As President Biden took the stage in Philadelphia on Wednesday to kick off his Black voter outreach program, he methodically ticked through more than a dozen accomplishments, executive orders, appointments, investments and economic statistics.
“The bottom line,” Mr. Biden said in summing up his pitch, “is we’ve invested more in Black America than any previous administration in history has.”
It was a compelling catalog that stood in contrast to the blunt appeal that his rival, former President Donald J. Trump, had made a week earlier about the economy at a rally in the Bronx designed to highlight his appeal to nonwhite voters.
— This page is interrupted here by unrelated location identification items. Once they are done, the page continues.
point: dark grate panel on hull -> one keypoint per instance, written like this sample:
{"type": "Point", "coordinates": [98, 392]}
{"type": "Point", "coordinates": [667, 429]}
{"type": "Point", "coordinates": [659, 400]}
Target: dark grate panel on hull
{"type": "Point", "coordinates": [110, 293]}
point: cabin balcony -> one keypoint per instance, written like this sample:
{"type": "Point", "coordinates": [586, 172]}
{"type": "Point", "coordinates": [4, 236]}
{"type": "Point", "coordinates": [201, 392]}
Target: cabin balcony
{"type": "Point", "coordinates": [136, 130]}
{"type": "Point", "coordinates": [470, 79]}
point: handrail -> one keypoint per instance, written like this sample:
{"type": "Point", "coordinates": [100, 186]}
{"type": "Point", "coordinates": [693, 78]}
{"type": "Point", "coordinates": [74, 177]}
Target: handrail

“African Americans,” Mr. Trump had said, “are getting slaughtered.”
The two events captured a fundamental difference between the Black outreach that both camps see as crucial to winning in 2024.
Mr. Biden has a list. Mr. Trump has a vibe.
Black voters are at the very foundation of the Democratic coalition, pivotal electoral building blocks in cities across the battleground states of Pennsylvania, Michigan, Wisconsin, Georgia and beyond. And while polls consistently show Mr. Biden winning strong majorities of Black voters, he is underperforming on past Democratic benchmarks to the deepening alarm of party loyalists and to the delight of G.O.P. operatives.
Mr. Trump has tried to brand his four years in the White House as a period of peace and prosperity, hoping voters — and Black voters in particular — will recall those pre-inflationary days fondly and look past the disruptions of a pandemic that ground American life to a halt for much of 2020.